Fulford believes that Fanon "has receded into history," but this point could not be further from the truth. Fanon continues to resonate with the oppressed and dispossessed of the world. He has been the subject of at least two films, with another one soon to be released by Danny Glover's company, Louverture Films. His ideas are studied in departments of philosophy and political science, and in post-colonial and cultural studies programs, all over the world. His influence in the field of psychiatry and psychology is growing, and a steady flow of Fanon biographies and anthologies suggests that, despite the tremendous impact of his writing in the 1960s and 1970s, we are only now beginning to understand the breadth and depth of his ideas.

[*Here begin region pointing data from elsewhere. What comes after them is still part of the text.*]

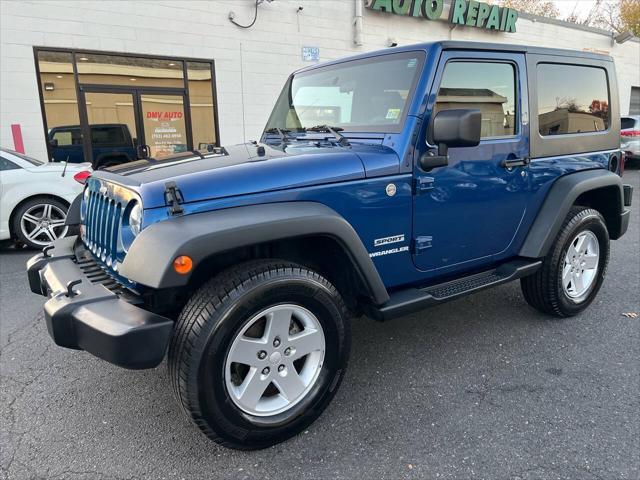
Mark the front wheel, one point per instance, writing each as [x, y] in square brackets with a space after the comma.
[259, 352]
[39, 221]
[572, 273]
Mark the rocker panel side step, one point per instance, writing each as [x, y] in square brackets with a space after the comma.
[410, 300]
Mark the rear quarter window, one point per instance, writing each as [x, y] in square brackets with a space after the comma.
[572, 99]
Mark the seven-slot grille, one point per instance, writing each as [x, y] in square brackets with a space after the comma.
[102, 223]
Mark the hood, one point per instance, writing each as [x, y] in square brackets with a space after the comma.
[240, 170]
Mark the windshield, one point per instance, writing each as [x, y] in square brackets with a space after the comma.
[368, 95]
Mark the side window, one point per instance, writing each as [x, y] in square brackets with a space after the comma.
[7, 165]
[67, 138]
[487, 86]
[111, 135]
[569, 106]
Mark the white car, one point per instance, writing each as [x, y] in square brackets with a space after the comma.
[35, 197]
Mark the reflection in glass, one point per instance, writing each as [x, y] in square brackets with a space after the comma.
[130, 71]
[59, 97]
[201, 102]
[489, 87]
[572, 99]
[113, 127]
[364, 95]
[164, 124]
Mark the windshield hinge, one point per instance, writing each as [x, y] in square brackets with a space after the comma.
[173, 198]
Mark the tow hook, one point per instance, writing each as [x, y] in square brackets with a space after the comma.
[70, 291]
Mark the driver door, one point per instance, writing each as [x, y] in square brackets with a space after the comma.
[467, 214]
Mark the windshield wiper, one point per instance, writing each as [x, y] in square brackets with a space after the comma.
[342, 140]
[281, 132]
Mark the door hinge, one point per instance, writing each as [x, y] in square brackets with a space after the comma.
[173, 198]
[420, 244]
[422, 184]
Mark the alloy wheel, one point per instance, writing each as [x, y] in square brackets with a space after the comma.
[43, 223]
[275, 360]
[581, 265]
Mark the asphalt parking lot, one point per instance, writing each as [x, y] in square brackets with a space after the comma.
[483, 387]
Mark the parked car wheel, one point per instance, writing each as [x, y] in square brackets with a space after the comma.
[573, 271]
[259, 352]
[39, 221]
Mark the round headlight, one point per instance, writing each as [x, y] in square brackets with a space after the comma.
[135, 219]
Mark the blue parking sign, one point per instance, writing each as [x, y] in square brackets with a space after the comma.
[310, 54]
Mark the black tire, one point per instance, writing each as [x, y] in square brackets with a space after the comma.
[211, 320]
[544, 290]
[42, 240]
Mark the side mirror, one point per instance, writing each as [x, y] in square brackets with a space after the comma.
[452, 129]
[457, 128]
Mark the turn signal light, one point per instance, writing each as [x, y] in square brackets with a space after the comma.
[183, 264]
[81, 177]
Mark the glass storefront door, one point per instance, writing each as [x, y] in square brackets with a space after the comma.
[122, 124]
[164, 123]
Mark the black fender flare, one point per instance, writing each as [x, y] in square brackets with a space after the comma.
[561, 197]
[149, 260]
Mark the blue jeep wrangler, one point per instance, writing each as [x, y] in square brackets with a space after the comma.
[382, 184]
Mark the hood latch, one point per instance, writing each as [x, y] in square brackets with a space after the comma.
[173, 198]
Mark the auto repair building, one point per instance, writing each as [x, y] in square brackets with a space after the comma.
[179, 75]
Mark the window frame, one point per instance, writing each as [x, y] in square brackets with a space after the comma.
[517, 131]
[607, 82]
[84, 122]
[421, 57]
[572, 143]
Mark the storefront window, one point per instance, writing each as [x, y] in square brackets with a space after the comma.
[109, 109]
[201, 101]
[58, 92]
[130, 71]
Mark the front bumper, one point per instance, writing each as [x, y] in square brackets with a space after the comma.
[81, 314]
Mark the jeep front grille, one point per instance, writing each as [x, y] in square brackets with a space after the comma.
[102, 223]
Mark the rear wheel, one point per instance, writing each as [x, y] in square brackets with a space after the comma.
[259, 352]
[40, 221]
[572, 273]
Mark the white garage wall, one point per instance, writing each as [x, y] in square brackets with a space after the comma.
[251, 65]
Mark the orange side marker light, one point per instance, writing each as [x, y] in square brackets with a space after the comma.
[183, 264]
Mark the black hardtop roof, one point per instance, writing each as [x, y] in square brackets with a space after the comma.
[466, 45]
[509, 47]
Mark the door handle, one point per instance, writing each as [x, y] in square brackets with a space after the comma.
[516, 162]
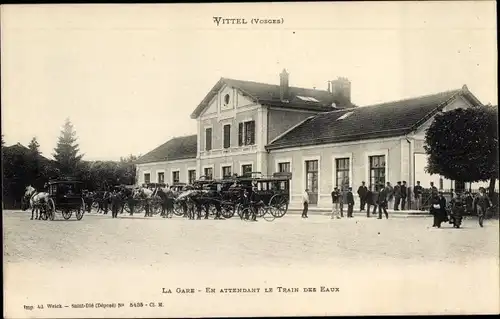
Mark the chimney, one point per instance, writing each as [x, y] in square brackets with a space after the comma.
[284, 88]
[341, 91]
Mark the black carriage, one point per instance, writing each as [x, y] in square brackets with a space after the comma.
[226, 194]
[273, 193]
[65, 196]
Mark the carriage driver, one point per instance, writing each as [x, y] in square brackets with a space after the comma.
[255, 203]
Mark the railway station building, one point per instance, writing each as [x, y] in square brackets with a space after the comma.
[320, 136]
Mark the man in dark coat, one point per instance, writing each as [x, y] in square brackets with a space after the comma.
[382, 202]
[438, 209]
[116, 202]
[417, 193]
[482, 202]
[371, 200]
[350, 202]
[362, 191]
[404, 195]
[397, 196]
[335, 202]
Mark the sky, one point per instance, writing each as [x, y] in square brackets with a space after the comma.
[129, 76]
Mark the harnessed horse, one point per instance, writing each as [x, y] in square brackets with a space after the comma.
[146, 195]
[34, 200]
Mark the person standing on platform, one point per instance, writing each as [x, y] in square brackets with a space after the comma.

When Fulford suggested that Fanon's ideas stubbornly evade death, he is right. Like a festering wound that refuses to heal, the inequalities that Fanon so vividly denounced are still with us today. Like Lennie, who played his part in wiping the fog from our eyes, the ghost of Fanon continues to haunt us, not as a spooky apparition but as one who challenges us to imagine that another world is possible, and to concretely commit ourselves to bringing that world into being.

(David Austin is a Montreal writer and community worker. His two-part radio documentary on Frantz Fanon airs on CBC's Ideas Wednesday, Oct. 25 and Wednesday, Nov. 1 at 9 p.m.)